Dans les halls, près de 1 500 volontaires s’appliquaient à afficher la signalisation, mais surtout à réchauffer les grands murs froids à l’aide d’icônes aux couleurs chaudes, préparées depuis plusieurs mois par les frères.
Des halls qui étaient prêts, mardi soir, à accueillir la première grande prière commune. La prière, c’est le temps fort de ces rencontres.
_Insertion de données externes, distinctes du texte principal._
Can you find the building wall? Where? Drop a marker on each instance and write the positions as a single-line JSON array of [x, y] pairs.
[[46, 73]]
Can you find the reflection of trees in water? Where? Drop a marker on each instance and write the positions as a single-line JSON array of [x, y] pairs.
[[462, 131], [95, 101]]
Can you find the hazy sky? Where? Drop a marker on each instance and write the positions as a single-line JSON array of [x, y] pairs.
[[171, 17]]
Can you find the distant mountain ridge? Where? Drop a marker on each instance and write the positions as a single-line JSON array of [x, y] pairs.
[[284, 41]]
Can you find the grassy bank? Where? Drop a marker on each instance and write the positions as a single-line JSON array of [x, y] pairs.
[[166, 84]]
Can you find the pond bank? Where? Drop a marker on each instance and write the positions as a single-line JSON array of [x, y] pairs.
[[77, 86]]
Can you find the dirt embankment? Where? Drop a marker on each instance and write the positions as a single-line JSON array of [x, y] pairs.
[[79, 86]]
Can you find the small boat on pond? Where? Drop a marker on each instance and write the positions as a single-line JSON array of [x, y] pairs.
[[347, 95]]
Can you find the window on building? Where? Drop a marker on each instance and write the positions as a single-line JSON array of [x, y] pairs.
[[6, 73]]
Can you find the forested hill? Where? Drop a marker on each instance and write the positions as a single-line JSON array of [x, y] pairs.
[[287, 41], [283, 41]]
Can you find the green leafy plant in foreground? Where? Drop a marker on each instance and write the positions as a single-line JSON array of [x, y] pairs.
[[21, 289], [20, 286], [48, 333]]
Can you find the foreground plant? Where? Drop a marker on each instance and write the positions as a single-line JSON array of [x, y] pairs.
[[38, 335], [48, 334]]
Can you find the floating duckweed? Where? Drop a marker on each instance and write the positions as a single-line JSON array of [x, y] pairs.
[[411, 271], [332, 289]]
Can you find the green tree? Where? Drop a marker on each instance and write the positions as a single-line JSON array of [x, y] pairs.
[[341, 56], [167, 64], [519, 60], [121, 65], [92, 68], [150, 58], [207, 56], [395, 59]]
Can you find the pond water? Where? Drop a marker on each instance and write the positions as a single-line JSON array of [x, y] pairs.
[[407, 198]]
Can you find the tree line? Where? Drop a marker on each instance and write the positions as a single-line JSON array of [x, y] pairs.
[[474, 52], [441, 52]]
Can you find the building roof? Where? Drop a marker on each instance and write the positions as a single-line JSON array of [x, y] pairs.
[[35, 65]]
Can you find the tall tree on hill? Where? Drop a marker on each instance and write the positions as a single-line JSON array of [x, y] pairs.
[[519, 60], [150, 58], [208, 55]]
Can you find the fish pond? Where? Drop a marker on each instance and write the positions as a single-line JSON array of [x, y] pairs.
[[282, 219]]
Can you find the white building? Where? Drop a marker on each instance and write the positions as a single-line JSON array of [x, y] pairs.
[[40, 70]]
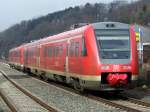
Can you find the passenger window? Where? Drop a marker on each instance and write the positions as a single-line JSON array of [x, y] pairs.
[[77, 49], [84, 50], [71, 50]]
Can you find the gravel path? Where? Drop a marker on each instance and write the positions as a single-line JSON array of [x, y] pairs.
[[3, 106], [21, 102], [56, 97]]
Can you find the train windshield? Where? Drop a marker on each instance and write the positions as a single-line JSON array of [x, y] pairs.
[[113, 44]]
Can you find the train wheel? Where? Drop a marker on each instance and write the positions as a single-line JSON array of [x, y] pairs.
[[45, 78], [77, 86]]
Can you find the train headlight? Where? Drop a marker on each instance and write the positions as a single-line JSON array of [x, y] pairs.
[[127, 67], [105, 67]]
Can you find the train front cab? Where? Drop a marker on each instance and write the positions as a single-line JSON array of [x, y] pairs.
[[118, 60]]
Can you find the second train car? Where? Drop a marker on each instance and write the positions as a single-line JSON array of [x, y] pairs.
[[98, 56]]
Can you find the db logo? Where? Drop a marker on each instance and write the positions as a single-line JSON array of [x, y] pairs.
[[116, 68]]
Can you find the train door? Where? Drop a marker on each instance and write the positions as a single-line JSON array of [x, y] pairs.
[[26, 57], [38, 57], [75, 62]]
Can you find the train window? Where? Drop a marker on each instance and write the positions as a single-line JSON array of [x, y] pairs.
[[84, 51], [113, 44], [77, 49], [72, 49], [45, 52], [49, 51], [60, 50]]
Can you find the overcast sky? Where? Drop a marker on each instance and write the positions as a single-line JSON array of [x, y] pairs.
[[14, 11]]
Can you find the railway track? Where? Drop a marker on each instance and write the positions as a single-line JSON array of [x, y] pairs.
[[124, 103], [26, 92]]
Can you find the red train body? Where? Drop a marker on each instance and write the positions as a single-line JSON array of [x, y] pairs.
[[99, 56]]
Trois fois par jour, au rythme de ceux de la colline bourguignonne.
« Il faut vivre un temps de prière d’une rencontre européenne de Taizé pour prendre la mesure de la profondeur et même de la puissance d’un tel événement », confie Viktor, un des 1 500 Ukrainiens venus au rendez-vous – la deuxième délégation après les Polonais, à égalité avec la France.
Ces milliers de jeunes assis à même le sol, sans aucun autre drapeau que leur foi, avec devant eux, agenouillés au pied de l’autel, les frères de Taizé habillés de leur aube blanche. Des chants simples, méditatifs, repris longuement par la foule dans de longues psalmodies.
Et surtout, des temps de silence. Frère Alois, dans sa méditation de mardi soir, appelait ces milliers de jeunes immobiles, la tête entre les mains, les yeux fermés, à « changer leur cœur » pour « contribuer comme chrétiens à marquer le visage du monde qui est en train de naître ».